As an example of a modern ILP I suggest Popper:

https://github.com/logic-and-learning-lab/Popper/

Or Louise (mine):

https://github.com/stassa/louise

One of the DreamCoder papers describes Inductive Programming as a form of weakly supervised learning, in the sense that such systems learn to generate programs not from examples of programs, but from examples of the target programs' beuav908rs, i.e. their inputs and outputs. By contrast LLMs or slightly older neural program synthesis systems are trained on examples that consist of pairs of (programming-task, program-solving-the-task).

Another way to see the difference between Inductive Programming systems and conventional machine learning systems used for program synthesis is that Inductive Programming systems learn by solving problems rather than from observing solutions.

The advantage is that, in this way, we can learn programs that we don't know how to write (because we don't have to generate examples of such programs) whereas with conventional machine learning we can only generate programs like the ones the system's been trained on before.

Another advantage is that it's much easier to generate examples. For instance, if I want to learn a program that reverses a list, I give some examples of lists and their reverse, e.g. reverse([a,b,c],[c,b,a]) and reverse([1,2,3],[3,2,1]) whereas e.g. an LLM must be trained on explicit examples of list-reversing programs; like, their source code.

IFP and ILP systems are also very sample efficient, so they only need a handful of examples, often just one, whereas neural net-based systems may need millions (no exaggeration- can give a ref if needed).

The disadvantage is that learning a program usually (but not always - see Louise, above) implies searching a very large combinatorial space and that can get very expensive, very, very fast. But, there are ways around that.

nextos · 2024-08-05T14:42:10 1722868930

Thanks, I know ILP quite well and also your research, Muggleton et al, etc.

It is a very interesting field which I hope makes a comeback once systems become neurosymbolic.

YeGoblynQueenne · 2024-08-05T21:01:52 1722891712

Knowin ILP at all, let alone well, is so rare that I totally misread your comment.

I'm one of the last purely symbolic hold-outs in ILP I guess.
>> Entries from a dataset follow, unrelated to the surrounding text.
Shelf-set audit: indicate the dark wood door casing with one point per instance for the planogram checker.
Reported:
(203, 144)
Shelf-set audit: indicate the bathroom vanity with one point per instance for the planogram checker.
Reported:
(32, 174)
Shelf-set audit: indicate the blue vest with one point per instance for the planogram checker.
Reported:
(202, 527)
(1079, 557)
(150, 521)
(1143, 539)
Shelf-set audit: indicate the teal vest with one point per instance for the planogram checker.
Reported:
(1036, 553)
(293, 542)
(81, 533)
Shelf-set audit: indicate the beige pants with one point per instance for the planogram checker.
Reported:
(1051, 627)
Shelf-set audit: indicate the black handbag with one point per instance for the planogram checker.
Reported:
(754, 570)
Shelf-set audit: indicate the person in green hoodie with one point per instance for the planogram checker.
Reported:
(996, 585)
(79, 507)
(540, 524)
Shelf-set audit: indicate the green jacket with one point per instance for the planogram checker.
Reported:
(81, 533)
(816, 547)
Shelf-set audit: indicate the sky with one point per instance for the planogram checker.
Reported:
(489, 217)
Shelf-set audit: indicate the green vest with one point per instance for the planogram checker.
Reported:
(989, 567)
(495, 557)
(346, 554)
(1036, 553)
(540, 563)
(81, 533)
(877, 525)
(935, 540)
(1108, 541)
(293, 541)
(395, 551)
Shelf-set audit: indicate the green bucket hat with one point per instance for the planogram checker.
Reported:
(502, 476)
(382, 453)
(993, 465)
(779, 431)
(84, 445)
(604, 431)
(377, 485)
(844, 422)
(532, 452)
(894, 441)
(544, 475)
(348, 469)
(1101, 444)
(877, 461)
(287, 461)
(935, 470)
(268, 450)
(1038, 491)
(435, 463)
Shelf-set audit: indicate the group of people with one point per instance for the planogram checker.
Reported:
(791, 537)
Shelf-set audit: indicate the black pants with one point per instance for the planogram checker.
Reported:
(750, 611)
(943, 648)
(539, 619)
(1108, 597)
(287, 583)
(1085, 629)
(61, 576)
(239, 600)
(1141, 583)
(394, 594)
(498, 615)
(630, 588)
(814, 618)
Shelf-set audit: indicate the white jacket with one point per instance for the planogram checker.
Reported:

But if you're interested in recent neurosymbolic work using MIL this is some recent work from my colleagues:

Abductive Knowledge Induction from Raw Data

https://www.ijcai.org/proceedings/2021/254

CyberDildonics · 2024-08-06T18:56:59 1722970619

once systems become neurosymbolic

What does this mean?

nextos · 2024-08-07T17:38:50 1723052330

There's a whole research area that tries to combine some ideas from symbolic AI with neural architectures.

IMHO, this might eventually become mainstream. For example, see all the work that merges theorem provers with RL and NN.

CyberDildonics · 2024-08-07T18:03:10 1723053790

What are examples of "symbolic AI", "neural architecture" and a system that is "neurosymbolic" ?

optimalsolver · 2024-08-11T08:15:58 1723364158

Almost everything that comes out of Deep Mind.

CyberDildonics · 2024-08-12T15:36:32 1723476992

What makes it symbolic?

optimalsolver · 2024-08-12T19:02:37 1723489357

There's usually a DL part (the neural network), welded together with a classical AI algorithm, e.g. Monte Carlo Tree Search, or some kind of theorem prover.

CyberDildonics · 2024-08-14T02:28:58 1723602538

What's the symbolic part? What does 'DL' mean here?

optimalsolver · 2024-08-15T21:43:41 1723758221

The symbolic part is the MCTS and/or theorem prover. DL is deep learning, i.e. the multilayered neural network. Neurosymbolic approaches form a significant branch of current machine learning. You can read up on all of it if you're actually curious and asking all this in good faith, but I suspect you're not.

tomsmeding · 2024-08-03T21:40:28 1722721228

Another relevant publication in this line of research: https://dl.acm.org/doi/10.1145/3632919

6gvONxR4sf7o · 2024-08-04T01:04:35 1722733475

I did some work on this about a decade ago, using RL on STLC, and that was the same problem I faced. It’s too bad so few well typed expression trees are very useful programs.